In last month’s article “Why most men tolerate feminist misandry” Jeffrey Asher wrote:

“Over twelve years of teaching Men’s Lives, I also wondered why majority-male legislatures, judiciaries and mainstream media editors, capitulated to and enforced feminist politics and jurisprudence.

“Above all, men are powerfully driven by sexual attraction to women. Men easily rationalize their sexual need for women as based in intellectual and moral equality.

“Male protection of women and children - at the risk of men’s safety and lives - over millennia of social evolution, allowed our species to survive. I suspect that imperative is as integral to male brains and hormones, as the need for and care of children is integral to women.
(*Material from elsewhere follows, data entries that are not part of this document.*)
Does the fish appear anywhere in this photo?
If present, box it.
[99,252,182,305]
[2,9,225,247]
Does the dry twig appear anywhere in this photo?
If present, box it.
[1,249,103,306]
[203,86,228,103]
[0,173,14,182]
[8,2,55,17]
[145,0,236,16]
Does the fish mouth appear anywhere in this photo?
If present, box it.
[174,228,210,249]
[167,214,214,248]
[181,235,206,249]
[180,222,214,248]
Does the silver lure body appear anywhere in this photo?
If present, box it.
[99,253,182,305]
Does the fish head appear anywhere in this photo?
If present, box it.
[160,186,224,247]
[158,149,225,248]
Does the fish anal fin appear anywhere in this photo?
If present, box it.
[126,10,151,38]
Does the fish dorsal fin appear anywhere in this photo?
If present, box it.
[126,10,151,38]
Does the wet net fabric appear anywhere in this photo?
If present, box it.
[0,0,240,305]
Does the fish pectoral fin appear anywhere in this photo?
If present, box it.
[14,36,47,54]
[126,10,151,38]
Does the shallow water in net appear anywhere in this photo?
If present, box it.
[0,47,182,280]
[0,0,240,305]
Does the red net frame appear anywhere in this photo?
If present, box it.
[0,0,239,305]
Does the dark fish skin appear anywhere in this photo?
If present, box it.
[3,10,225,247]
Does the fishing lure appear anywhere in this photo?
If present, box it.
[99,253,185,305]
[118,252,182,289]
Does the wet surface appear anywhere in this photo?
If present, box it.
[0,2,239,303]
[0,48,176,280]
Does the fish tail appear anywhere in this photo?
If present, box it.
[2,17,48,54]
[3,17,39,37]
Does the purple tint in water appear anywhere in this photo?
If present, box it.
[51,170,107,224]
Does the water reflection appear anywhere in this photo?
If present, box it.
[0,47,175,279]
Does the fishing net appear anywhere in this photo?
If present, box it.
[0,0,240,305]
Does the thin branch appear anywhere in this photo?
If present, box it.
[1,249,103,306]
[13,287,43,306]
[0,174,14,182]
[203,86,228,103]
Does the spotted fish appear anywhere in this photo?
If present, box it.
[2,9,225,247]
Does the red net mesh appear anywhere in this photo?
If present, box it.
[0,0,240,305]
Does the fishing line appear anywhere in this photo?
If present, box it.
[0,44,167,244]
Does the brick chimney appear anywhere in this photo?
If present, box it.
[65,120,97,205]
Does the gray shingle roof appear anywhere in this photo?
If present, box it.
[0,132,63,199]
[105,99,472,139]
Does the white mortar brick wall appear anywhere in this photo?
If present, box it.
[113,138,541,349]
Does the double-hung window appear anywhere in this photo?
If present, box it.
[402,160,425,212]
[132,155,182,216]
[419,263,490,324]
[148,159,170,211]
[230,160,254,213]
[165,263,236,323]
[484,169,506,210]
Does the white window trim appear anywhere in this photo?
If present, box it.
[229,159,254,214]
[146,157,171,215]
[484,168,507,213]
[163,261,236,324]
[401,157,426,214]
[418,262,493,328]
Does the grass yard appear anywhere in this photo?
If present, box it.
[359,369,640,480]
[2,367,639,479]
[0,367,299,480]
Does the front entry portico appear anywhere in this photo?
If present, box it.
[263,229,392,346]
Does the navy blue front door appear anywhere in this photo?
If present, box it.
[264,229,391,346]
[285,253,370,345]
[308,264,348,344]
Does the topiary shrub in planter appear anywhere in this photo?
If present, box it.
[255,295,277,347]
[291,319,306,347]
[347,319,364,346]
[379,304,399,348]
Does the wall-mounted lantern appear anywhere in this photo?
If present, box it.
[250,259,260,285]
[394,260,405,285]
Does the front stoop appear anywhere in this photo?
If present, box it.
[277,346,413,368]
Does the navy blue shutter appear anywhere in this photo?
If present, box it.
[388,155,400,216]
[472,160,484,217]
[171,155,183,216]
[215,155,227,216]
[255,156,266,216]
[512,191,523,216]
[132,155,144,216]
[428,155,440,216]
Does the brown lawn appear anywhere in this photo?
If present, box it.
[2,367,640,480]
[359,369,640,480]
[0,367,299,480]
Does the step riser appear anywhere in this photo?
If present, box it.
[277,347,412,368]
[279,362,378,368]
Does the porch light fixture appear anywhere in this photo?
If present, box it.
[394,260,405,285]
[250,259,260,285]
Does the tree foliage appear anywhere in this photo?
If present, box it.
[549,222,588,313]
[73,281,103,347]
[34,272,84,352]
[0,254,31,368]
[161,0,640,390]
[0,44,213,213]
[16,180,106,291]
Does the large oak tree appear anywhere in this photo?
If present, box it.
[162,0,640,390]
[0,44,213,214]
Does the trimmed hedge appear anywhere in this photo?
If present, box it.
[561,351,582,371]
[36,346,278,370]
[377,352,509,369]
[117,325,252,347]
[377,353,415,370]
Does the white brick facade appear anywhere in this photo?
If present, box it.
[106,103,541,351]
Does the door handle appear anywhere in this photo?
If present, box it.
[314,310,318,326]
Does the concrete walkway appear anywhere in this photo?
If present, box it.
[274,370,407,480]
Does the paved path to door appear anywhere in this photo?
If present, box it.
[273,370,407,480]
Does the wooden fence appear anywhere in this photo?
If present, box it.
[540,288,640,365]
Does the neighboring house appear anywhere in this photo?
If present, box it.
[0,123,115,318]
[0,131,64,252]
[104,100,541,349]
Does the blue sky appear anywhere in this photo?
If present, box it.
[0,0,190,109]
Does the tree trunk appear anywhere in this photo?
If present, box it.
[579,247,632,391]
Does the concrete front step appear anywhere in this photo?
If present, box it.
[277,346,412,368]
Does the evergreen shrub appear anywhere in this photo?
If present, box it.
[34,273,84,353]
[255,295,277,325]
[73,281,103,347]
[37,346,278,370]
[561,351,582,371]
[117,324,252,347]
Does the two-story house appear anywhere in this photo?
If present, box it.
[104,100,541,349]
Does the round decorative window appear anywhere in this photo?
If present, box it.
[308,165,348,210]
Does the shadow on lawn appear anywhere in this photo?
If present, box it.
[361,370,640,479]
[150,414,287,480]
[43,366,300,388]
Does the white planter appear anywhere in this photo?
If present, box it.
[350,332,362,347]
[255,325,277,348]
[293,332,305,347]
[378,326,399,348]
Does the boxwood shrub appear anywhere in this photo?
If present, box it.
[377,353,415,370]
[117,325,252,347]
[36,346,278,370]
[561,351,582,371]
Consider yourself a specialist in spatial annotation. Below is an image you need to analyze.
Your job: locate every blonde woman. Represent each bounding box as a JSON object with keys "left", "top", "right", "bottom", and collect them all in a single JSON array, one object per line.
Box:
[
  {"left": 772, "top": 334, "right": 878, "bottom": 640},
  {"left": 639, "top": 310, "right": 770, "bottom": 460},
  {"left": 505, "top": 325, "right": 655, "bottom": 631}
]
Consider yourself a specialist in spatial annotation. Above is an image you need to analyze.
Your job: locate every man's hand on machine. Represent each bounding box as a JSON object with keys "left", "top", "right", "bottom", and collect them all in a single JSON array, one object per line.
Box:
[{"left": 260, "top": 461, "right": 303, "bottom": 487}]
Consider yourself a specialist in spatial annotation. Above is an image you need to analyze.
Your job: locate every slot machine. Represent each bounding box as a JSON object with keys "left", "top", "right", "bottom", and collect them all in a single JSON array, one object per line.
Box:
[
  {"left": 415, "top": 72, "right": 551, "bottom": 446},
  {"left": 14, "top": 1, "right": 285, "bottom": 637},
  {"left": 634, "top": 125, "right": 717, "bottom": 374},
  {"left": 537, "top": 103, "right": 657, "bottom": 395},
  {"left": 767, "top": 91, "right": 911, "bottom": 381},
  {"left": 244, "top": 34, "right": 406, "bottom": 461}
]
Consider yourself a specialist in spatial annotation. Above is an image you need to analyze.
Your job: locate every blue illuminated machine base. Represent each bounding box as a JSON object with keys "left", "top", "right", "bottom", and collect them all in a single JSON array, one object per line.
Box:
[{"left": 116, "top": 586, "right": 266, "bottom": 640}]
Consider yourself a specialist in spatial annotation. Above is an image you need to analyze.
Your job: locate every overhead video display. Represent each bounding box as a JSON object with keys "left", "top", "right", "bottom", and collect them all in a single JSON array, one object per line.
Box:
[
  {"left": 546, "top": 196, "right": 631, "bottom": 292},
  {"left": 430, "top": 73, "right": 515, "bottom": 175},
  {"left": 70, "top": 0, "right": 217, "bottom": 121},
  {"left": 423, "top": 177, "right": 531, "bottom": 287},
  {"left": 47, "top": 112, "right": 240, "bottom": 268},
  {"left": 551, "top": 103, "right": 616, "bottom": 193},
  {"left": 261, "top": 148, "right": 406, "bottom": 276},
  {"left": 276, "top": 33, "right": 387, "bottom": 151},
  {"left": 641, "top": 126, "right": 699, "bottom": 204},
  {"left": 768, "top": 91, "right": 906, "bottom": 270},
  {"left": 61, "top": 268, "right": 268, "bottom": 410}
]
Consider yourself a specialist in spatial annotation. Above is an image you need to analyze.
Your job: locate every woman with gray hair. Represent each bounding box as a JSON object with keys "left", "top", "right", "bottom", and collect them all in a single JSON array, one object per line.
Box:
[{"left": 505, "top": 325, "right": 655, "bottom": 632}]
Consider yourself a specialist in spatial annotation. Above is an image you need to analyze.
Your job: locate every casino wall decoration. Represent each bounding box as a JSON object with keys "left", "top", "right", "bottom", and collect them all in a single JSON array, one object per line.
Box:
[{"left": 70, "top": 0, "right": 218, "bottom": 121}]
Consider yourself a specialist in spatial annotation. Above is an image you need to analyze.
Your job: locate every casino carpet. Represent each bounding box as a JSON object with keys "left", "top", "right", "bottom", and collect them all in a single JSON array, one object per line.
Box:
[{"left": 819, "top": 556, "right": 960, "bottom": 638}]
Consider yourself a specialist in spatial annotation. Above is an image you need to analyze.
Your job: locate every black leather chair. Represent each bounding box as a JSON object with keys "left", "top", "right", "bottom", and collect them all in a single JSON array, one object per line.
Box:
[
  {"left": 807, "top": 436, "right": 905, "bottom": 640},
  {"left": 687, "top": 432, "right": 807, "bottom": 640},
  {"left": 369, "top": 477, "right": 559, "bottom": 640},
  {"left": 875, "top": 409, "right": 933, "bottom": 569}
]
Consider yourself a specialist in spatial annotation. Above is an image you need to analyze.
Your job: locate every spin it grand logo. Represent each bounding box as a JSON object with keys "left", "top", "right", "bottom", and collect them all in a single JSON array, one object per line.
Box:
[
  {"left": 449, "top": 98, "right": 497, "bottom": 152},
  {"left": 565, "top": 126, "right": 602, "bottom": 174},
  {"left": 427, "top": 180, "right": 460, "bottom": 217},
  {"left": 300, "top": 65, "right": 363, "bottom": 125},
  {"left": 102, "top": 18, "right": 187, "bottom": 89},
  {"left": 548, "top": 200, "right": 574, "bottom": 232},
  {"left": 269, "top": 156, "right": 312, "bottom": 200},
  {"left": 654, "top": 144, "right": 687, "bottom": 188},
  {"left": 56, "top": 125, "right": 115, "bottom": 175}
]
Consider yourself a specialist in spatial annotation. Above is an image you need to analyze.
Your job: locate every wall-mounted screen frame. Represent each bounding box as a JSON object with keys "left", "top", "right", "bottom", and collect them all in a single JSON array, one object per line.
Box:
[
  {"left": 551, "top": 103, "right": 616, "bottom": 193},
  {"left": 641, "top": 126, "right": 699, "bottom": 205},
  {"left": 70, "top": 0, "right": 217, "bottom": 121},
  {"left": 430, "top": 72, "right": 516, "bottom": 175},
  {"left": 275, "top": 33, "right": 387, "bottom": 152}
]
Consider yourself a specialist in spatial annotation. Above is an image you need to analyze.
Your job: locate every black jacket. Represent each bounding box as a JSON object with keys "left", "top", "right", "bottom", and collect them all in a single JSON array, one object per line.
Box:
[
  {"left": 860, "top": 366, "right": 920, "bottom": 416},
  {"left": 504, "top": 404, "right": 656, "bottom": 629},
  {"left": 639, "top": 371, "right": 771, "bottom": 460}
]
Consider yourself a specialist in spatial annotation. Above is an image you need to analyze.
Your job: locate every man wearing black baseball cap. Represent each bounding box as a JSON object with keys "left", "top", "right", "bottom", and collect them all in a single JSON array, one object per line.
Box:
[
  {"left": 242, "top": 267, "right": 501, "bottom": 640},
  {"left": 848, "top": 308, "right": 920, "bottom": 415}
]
“Men in power did not accede to feminists because of sexual opportunism alone – women remain second to one in that category. When feminists – confused as representing women – called out to men for ‘equality,’ men entrenched quotas and feminist jurisprudence. A man shamed by a woman promptly takes corrective action, to ‘act like a Man’.

“Most men did not expect feminists, to lie. Nor did men account for female emotional volatility. Men did not expect feminists to sabotage the family. Men did not realize that the driving force behind feminism was activist female self-loathing and lesbian misandry, deliberately alienating girls and women from heterosexuality and the family.

“Donna Laframboise in “The Princess at the Window,” observed that in the feminist movement, the lunatic fringe had taken over the mainstream. Feminists terrorized women against men with abuse, assault and rape agitprop. And yes, too many men remain self-loathing feminists.

I suspect the above partially explains the reluctance of most men in power to oppose feminist opportunism, even after their own marriages are destroyed and their children torn asunder…

“At the end of the day, most men hope to return home, to their wife and children, whom they love. That is a powerful restraint against male denunciation of feminist family destruction.”